Mackenroth, L., Fischer-Zirnsak, B., Egerer, J., Hecht, J., Kallinich, T., Stenzel, W., et al. (2016). An overlapping phenotype of Osteogenesis imperfecta and Ehlers-Danlos syndrome due to a heterozygous mutation in COL1A1 and biallelic missense variants in TNXB identified by whole exome sequencing. American Journal of Medical Genetics Part A, 170A(4), 1080-1085. doi:10.1002/ajmg.a.37547.

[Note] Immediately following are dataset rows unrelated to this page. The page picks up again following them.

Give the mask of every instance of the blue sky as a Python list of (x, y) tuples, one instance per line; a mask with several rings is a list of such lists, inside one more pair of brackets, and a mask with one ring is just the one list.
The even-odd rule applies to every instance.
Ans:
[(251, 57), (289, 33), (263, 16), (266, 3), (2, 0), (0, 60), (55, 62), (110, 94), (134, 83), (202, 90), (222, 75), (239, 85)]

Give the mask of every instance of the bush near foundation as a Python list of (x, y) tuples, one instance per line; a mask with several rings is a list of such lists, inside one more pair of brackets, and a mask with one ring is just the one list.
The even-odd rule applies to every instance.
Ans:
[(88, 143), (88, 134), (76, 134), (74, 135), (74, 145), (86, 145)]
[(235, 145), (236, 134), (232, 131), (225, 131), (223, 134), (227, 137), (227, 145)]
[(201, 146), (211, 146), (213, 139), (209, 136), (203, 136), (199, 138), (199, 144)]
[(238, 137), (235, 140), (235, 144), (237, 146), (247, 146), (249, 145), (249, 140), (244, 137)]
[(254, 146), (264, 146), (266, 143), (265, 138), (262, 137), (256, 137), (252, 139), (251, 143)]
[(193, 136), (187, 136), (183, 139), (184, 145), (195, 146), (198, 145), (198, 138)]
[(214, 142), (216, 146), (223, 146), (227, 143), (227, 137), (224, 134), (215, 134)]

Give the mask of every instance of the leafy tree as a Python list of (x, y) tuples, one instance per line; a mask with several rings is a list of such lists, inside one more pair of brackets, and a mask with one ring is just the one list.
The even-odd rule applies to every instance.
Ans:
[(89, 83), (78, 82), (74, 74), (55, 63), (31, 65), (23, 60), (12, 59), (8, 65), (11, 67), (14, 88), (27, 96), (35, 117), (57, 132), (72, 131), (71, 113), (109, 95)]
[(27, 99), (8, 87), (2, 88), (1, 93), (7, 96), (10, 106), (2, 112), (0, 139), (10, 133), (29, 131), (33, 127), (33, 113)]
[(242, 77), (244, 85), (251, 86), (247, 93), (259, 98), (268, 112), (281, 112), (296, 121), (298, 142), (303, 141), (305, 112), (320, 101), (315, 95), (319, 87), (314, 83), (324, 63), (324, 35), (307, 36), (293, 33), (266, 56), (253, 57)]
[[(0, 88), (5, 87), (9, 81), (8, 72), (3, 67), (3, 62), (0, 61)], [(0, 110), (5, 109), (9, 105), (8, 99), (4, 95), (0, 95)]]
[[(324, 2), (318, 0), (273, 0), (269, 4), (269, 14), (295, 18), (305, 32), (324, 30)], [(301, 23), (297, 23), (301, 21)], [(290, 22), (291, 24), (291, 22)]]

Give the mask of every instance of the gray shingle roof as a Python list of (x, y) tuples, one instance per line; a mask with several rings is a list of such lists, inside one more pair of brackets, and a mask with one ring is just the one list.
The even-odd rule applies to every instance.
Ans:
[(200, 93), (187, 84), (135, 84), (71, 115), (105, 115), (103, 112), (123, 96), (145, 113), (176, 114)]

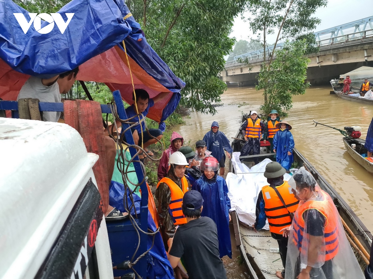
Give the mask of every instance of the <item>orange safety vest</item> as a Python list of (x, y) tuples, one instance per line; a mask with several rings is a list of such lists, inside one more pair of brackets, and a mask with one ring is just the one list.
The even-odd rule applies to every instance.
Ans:
[(251, 118), (247, 118), (247, 127), (245, 136), (247, 137), (260, 137), (261, 135), (261, 127), (260, 127), (260, 120), (258, 118), (253, 125), (253, 120)]
[[(302, 241), (304, 230), (304, 220), (303, 213), (308, 209), (314, 209), (320, 212), (325, 218), (324, 229), (324, 237), (325, 243), (325, 261), (331, 260), (338, 253), (339, 241), (338, 239), (338, 219), (330, 209), (330, 204), (333, 201), (322, 190), (319, 193), (321, 195), (321, 200), (309, 200), (299, 206), (294, 215), (293, 220), (294, 234), (293, 241), (302, 253)], [(320, 259), (322, 261), (323, 259)]]
[(186, 223), (186, 218), (183, 214), (181, 209), (181, 203), (183, 202), (183, 197), (188, 190), (188, 180), (185, 176), (181, 178), (181, 187), (180, 189), (178, 184), (168, 177), (163, 177), (157, 184), (157, 188), (162, 182), (166, 183), (171, 190), (171, 202), (168, 206), (168, 212), (172, 218), (173, 224), (176, 226)]
[(364, 83), (364, 82), (363, 83), (363, 87), (361, 88), (361, 91), (369, 91), (369, 87), (370, 85), (369, 85), (369, 82), (368, 82), (366, 83)]
[(291, 213), (295, 212), (299, 201), (295, 198), (287, 181), (284, 181), (282, 184), (277, 186), (276, 189), (282, 197), (287, 209), (272, 187), (265, 186), (261, 188), (261, 191), (264, 202), (264, 211), (268, 219), (269, 230), (271, 232), (281, 234), (282, 233), (280, 231), (282, 229), (291, 225), (291, 219), (288, 210)]
[(278, 131), (280, 130), (276, 128), (276, 125), (277, 125), (278, 123), (280, 123), (280, 122), (276, 120), (275, 121), (275, 125), (274, 125), (272, 124), (272, 120), (268, 120), (268, 137), (273, 138), (275, 136), (275, 134)]

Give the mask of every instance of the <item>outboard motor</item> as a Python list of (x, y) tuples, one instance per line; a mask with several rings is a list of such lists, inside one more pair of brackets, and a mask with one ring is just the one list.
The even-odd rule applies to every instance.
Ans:
[(358, 139), (361, 136), (360, 130), (361, 127), (360, 126), (352, 126), (351, 127), (345, 127), (346, 133), (353, 139)]

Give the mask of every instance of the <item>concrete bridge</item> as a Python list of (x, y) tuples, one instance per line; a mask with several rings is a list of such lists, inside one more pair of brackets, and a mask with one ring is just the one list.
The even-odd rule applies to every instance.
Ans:
[[(361, 66), (373, 67), (373, 16), (314, 33), (320, 49), (317, 53), (307, 56), (311, 60), (307, 80), (312, 85), (329, 84), (340, 74)], [(281, 44), (277, 48), (280, 48)], [(266, 51), (272, 53), (269, 47)], [(227, 62), (220, 73), (227, 84), (253, 85), (263, 62), (263, 49), (236, 56)], [(246, 59), (249, 65), (242, 63)]]

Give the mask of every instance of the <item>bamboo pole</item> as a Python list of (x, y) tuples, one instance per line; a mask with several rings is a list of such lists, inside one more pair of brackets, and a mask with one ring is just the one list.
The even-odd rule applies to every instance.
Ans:
[(343, 226), (345, 227), (345, 228), (346, 229), (346, 230), (347, 231), (348, 234), (352, 238), (352, 239), (354, 240), (357, 246), (359, 247), (359, 248), (360, 248), (360, 250), (361, 251), (361, 252), (365, 256), (365, 257), (367, 259), (369, 263), (369, 260), (370, 257), (369, 253), (367, 251), (367, 250), (365, 250), (365, 248), (364, 248), (364, 247), (363, 246), (363, 244), (362, 244), (361, 243), (360, 243), (360, 241), (359, 241), (359, 240), (357, 239), (357, 238), (356, 237), (356, 236), (355, 235), (352, 231), (351, 230), (351, 229), (348, 227), (348, 226), (347, 226), (347, 224), (346, 223), (346, 222), (345, 222), (345, 221), (341, 218), (341, 220), (342, 221), (342, 223), (343, 224)]

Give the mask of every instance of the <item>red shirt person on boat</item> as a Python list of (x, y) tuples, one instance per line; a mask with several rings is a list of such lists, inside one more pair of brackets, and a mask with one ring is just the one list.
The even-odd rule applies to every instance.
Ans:
[(350, 85), (351, 84), (351, 80), (350, 79), (350, 76), (346, 76), (346, 79), (343, 82), (345, 85), (343, 86), (343, 93), (350, 92)]

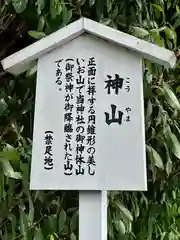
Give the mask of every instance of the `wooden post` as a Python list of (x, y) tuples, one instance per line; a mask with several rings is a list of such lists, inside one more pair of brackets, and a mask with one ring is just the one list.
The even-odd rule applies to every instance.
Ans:
[(107, 240), (107, 191), (79, 192), (79, 240)]

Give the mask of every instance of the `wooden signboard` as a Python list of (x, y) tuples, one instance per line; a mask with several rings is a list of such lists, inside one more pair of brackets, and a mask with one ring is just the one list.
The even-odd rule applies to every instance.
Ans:
[(107, 190), (146, 190), (142, 59), (173, 52), (81, 18), (2, 60), (38, 59), (30, 188), (79, 190), (79, 239), (107, 239)]
[(85, 34), (39, 58), (31, 189), (146, 185), (139, 55)]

Zitierlink: http://hdl.handle.net/11858/00-001M-0000-002E-1C8C-C
Zusammenfassung
Osteogenesis imperfecta (OI) and Ehlers-Danlos syndrome (EDS) are variable genetic disorders that overlap in different ways [Cole 1993; Grahame 1999]. Here, we describe a boy presenting with severe muscular hypotonia, multiple fractures, and joint hyperflexibility, features that are compatible with mild OI and hypermobility type EDS, respectively. By whole exome sequencing, we identified both a COL1A1 mutation (c.4006-1G > A) inherited from the patient's mildly affected mother and biallelic missense variants in TNXB (p.Val1213Ile, p.Gly2592Ser). Analysis of cDNA showed that the COL1A1 splice site mutation led to intron retention causing a frameshift (p.Phe1336Valfs*72). Type 1 collagen secretion by the patient's skin fibroblasts was reduced. Immunostaining of a muscle biopsy obtained from the patient revealed a clear reduction of tenascin-X in the extracellular matrix compared to a healthy control. These findings imply that the combination of the COL1A1 mutation with the TNXB variants might cause the patient's unique phenotype.